I received a Kinsa BLE thermometer as a gift, but to my dismay discovered that their proprietary app doesn't keep measurements in HealthKit. Not to look a gift horse in the mouth, but I prefer to keep my private data private, where possible. I reverse engineered the BT protocol to a sufficient degree that I could read the data off of the device as it is taking measurements. This is my gift to you so that you can take ownership of your private health data, too.

This repo contains a Swift framework and a sample application. You merely need to get an instance of a ThermometerManager, implement the ThermometerObserver protocol and let the manager know about your observer:

ThermometerManager.shared.addObserver(self)

That's it.
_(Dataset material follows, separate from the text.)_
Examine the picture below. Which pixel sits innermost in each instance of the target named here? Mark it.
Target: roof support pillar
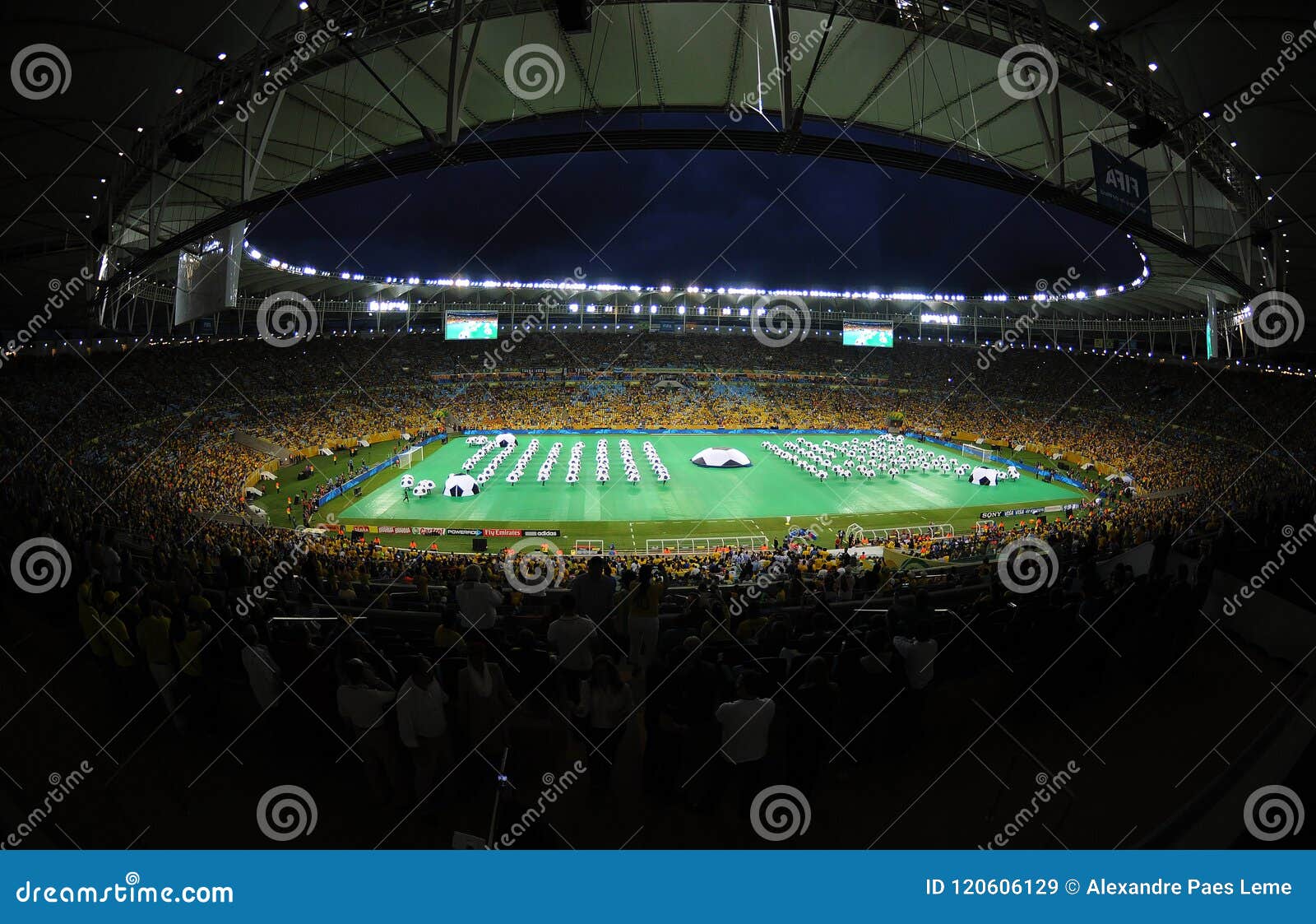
(782, 44)
(457, 85)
You'll get notified of various events, like when the thermometer is connected, ready to take measurements, starts reading temperature, and comes back to you with a final reading. Not a lot of rocket science.

Oh, and in case there was any doubt, this is not an official Kinsa project, trademarks belong to their respective owners, etc.

If you're interested in creating your own implementation for another platform, below are the byte mappings for messages sent:

Intermediate Temperature Reading Message

Example bytes: 42000170

  1. 42 - Intermediate temperature reading header.
  2. 00 - Sequence byte. Increments with each subsequent reading.
  3. 01 - First byte of the temperature.
  4. 70 - Second byte of the temperature.

Final Temperature Reading Message

Example bytes: 46000170000038

  1. 46 - Final temperature reading header.
  2. 00 - Always 0. Reserved for some future use.
  3. 01 - First byte of the temperature.
  4. 70 - Second byte of the temperature.
  5. 00 - Always 0. Reserved for some future use.
  6. 00 - Always 0. Reserved for some future use.
  7. 38 - Unknown. No discernible pattern. Some sort of confidence or error byte?

Text Message

Example bytes: 304b696e73610000000000000000000000

  1. 30 - Text Header
  2. 4b - Ascii K
  3. 69 - Ascii i
  4. 6e - Ascii n
  5. 73 - Ascii s
  6. 61 - Ascii a

Device System Clock Message

Example bytes: 06140607102106

  1. 06 - Date/Time header
  2. 14 - Year #Y2K
  3. 06 - Month
  4. 07 - Day
  5. 10 - Hour (expressed in 24 hour time)
  6. 21 - Minute
  7. 06 - Second

Device MAC Address Message

Example bytes: 0830303032333034323031353136313736

  1. 08 MAC header
  2. Remaining 16 bytes are the ASCII encoded MAC address that corresponds with the sticker on the back of the device.